Sound doesn't bother leaving a note. 

He knows Win will forget by morning, anyway. 

 

 

 

 

 


 

 

 

 

 

Their story ends like this: 

 

On a snowy winter night, Sound sees Win from across the square in Sapporo, Hokkaido for the very last time. He has his hand around some girl, someone Sound doesn't recognise at all. There is a healthy glow to him, the kind earned from a life well-lived and well-loved. 

For a single suspended moment, their eyes meet.

The moment passes; Sound breathes, deep and slow on the exhale. 

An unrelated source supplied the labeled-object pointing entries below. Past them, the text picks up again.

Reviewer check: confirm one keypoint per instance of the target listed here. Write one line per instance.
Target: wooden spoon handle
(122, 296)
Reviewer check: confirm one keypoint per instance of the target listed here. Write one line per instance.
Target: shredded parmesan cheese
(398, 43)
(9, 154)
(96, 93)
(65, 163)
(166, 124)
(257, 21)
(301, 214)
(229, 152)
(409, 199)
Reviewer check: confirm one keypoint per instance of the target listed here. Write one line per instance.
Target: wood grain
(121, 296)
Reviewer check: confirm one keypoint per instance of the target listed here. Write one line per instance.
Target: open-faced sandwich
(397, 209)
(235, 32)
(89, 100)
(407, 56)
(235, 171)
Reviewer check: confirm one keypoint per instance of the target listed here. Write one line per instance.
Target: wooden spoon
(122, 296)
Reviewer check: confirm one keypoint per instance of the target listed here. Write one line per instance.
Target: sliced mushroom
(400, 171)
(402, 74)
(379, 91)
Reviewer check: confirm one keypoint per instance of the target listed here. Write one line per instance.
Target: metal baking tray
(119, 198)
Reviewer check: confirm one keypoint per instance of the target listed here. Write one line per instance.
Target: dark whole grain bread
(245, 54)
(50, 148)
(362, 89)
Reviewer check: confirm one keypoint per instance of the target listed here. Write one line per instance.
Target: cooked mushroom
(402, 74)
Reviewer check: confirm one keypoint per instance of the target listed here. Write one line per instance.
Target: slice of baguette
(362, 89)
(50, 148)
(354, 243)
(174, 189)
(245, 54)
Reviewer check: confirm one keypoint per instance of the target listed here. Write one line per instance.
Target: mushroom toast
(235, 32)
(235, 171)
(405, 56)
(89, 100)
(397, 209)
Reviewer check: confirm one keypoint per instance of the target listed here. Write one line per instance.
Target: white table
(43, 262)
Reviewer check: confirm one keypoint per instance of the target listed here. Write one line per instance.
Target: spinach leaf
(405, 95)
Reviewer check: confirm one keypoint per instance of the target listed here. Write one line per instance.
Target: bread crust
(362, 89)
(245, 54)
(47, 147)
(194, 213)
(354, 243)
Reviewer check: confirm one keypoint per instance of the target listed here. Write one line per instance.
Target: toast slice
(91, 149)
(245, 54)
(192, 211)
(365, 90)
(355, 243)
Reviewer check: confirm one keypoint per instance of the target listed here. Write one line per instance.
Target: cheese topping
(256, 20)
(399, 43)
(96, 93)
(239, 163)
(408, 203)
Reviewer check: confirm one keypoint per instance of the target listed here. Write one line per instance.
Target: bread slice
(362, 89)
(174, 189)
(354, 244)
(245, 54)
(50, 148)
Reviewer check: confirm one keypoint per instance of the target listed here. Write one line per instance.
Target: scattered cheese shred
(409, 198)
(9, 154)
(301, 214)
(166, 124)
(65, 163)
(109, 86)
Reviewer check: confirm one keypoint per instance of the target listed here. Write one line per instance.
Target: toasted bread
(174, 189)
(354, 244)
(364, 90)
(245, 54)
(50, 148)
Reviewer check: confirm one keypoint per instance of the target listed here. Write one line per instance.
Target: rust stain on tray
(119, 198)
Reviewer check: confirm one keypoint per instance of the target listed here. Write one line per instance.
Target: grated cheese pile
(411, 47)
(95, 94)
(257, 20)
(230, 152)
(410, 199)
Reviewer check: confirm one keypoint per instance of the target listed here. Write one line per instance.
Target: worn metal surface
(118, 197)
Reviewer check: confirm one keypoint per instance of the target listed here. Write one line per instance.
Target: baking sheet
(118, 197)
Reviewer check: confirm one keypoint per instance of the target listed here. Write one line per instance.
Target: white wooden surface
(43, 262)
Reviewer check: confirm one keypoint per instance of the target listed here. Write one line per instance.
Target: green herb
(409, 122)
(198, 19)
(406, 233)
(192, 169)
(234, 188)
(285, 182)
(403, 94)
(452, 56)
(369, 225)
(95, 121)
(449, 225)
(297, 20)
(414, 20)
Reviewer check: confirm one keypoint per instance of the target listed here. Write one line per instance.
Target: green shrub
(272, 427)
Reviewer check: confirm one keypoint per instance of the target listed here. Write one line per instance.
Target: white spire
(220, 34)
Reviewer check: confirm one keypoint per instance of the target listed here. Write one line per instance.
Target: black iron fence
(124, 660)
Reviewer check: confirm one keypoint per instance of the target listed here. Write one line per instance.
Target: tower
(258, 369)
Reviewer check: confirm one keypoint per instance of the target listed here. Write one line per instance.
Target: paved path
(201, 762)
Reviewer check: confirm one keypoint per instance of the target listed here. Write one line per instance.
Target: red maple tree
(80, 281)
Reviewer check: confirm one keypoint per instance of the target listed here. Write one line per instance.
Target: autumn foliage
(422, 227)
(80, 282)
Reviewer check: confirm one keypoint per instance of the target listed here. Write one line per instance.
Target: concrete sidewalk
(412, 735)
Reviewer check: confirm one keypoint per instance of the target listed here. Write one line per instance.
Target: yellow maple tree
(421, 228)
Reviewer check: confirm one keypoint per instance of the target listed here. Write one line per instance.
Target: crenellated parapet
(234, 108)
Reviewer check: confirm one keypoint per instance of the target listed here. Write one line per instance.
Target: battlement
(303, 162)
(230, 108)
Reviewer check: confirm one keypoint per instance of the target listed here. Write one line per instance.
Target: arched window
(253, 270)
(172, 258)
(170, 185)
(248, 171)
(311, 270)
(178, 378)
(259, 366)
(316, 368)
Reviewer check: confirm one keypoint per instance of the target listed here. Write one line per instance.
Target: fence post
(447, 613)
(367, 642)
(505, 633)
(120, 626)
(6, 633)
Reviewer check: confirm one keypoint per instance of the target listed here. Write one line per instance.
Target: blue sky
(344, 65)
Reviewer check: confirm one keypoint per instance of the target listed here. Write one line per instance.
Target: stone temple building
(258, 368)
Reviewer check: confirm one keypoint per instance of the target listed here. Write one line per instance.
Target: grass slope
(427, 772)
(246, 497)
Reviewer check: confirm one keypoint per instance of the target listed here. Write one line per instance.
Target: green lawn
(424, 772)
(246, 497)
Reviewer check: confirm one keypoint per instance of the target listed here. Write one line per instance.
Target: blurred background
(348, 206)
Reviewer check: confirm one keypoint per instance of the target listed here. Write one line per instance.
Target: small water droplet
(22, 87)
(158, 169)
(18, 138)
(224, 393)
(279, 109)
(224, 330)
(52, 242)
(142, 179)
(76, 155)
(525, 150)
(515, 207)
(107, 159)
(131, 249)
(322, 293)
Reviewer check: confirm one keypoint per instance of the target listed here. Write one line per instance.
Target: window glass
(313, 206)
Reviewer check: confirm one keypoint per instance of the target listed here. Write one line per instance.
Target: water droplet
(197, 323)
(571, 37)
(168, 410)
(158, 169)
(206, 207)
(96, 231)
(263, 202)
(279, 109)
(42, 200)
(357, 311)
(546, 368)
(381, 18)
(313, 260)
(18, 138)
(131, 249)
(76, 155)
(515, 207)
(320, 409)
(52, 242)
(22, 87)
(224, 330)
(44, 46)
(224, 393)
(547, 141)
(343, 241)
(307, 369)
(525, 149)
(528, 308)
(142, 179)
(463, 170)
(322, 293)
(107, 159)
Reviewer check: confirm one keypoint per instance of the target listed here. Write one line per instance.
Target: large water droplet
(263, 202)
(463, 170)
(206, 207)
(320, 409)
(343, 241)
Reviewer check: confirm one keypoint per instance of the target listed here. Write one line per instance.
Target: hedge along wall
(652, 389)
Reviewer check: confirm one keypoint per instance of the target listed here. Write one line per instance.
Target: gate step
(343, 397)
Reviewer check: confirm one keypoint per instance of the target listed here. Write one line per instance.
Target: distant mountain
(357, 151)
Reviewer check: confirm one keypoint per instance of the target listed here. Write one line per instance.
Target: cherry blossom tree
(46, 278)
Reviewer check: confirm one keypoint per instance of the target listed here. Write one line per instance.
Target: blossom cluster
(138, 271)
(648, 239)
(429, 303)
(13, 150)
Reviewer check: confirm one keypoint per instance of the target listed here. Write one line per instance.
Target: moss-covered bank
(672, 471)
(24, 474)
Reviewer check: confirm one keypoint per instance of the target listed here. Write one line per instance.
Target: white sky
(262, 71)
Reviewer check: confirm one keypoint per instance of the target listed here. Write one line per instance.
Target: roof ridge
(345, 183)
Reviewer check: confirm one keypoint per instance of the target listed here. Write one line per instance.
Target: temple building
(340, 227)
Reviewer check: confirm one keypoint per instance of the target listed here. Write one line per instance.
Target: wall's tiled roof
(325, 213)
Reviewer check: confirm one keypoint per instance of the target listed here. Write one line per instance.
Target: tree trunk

There is love that persists there, in the spaces Win used to occupy, love that will continue to remain long after the rivers of time have run their course. And it is this love for Win that overflows still that forces him to keep his eyes trained forward and legs moving, walking and walking and walking and walking until not even the slightest shadow of Win remains in his periphery, till he's sure that he's completely faded from sight. 

He tells himself that it doesn't hurt anymore to see him. He repeats it until he believes it.

It can’t hurt anymore, shouldn’t hurt anymore— as cruel as it sounds, Sound wishes that he is the one who forgets instead of the one who makes people forget, that he could wipe the slate clean, scrub at his heart’s tattered residues until no trace of the one person he’s ever truly loved remains. Maybe then he could finally find some truth in the lies he repeats to himself. 

But Sound knows he won't forget by morning, anyway. 

Notes:

playlist

 

this work is for the people i've loved and lost. there will always be a space carved out in my heart for them, which has and always will be filled with care for them. i think of them often these days.

i hope they're doing well, wherever they are.